Fundamental properties and performance of conventional bearings-only target motion analysis 论文

1984IEEE Transactions on Automatic Control引用 537
Indoor and Outdoor Localization TechnologiesTarget Tracking and Data Fusion in Sensor NetworksStructural Health Monitoring Techniques

摘要

This paper considers the problem of estimating the position and velocity of an object from noise corrupted bearing measurements obtained by a single moving observation platform. The process is inherently nonlinear and exhibits unusual observability properties that are geometry-dependent. A maximum likelihood estimate (MLE) of the target motion analysis solution is developed and its performance analyzed.

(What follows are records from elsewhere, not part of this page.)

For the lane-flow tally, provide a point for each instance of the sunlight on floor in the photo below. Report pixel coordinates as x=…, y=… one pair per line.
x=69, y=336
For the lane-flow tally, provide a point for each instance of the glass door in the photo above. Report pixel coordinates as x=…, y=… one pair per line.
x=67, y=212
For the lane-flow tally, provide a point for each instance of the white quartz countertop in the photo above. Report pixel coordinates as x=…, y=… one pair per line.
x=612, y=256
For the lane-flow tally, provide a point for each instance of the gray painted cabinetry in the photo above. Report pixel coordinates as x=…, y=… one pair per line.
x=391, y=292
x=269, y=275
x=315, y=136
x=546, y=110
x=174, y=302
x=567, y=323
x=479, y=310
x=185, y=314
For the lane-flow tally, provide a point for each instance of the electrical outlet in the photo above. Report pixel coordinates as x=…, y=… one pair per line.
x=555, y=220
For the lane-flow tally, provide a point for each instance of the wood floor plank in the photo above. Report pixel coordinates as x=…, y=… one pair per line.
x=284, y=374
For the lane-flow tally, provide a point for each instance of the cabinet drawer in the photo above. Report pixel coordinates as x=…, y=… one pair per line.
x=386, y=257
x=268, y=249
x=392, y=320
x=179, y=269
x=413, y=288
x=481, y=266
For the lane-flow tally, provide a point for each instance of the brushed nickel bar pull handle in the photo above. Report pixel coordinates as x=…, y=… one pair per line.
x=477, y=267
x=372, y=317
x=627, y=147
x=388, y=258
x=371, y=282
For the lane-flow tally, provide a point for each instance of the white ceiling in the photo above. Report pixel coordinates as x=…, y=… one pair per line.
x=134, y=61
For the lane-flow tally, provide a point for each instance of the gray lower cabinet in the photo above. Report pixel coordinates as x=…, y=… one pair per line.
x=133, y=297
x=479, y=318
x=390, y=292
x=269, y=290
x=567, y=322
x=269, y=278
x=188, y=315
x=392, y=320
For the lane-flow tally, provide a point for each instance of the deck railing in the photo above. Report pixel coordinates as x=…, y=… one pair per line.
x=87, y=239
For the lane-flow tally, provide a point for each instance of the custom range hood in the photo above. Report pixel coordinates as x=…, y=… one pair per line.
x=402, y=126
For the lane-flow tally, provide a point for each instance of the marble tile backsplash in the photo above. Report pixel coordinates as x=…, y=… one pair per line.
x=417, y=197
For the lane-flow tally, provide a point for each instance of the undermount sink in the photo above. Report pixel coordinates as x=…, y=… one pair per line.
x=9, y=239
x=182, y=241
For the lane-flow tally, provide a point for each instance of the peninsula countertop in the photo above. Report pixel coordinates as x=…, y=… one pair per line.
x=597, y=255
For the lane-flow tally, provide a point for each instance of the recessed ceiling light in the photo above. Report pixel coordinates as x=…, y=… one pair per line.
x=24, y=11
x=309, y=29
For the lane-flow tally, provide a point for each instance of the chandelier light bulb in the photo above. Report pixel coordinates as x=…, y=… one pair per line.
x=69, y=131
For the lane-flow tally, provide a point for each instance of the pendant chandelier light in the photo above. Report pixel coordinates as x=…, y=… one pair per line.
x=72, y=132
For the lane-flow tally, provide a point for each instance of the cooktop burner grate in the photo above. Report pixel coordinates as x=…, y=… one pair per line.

A comparison is drawn between the MLE and two previously reported methods, a nonlinear modified-instrumental variable estimate (MIV) and the pseudo-linear estimate (PLE). Both the MIV and PLE are shown to derive from approximations to the nonlinear measurement equation and therefore share some common properties with the MLE. The limits on performance that can be expected from processing bearing data are detailed. Specifically, for long range-to-baseline geometries, approximate expressions for the Cramer-Rao bound are derived. Extension of the results to the practical filters approximately predicts numerically observed behavior. For less restrictive geometries, bounds are presented. Incorporation of a target speed constraint on the MLE results in a transition to a lower dimensional problem as noise level and range increases. Monte Carlo experimental results are presented and the improvements realized by the MLE techniques are evident.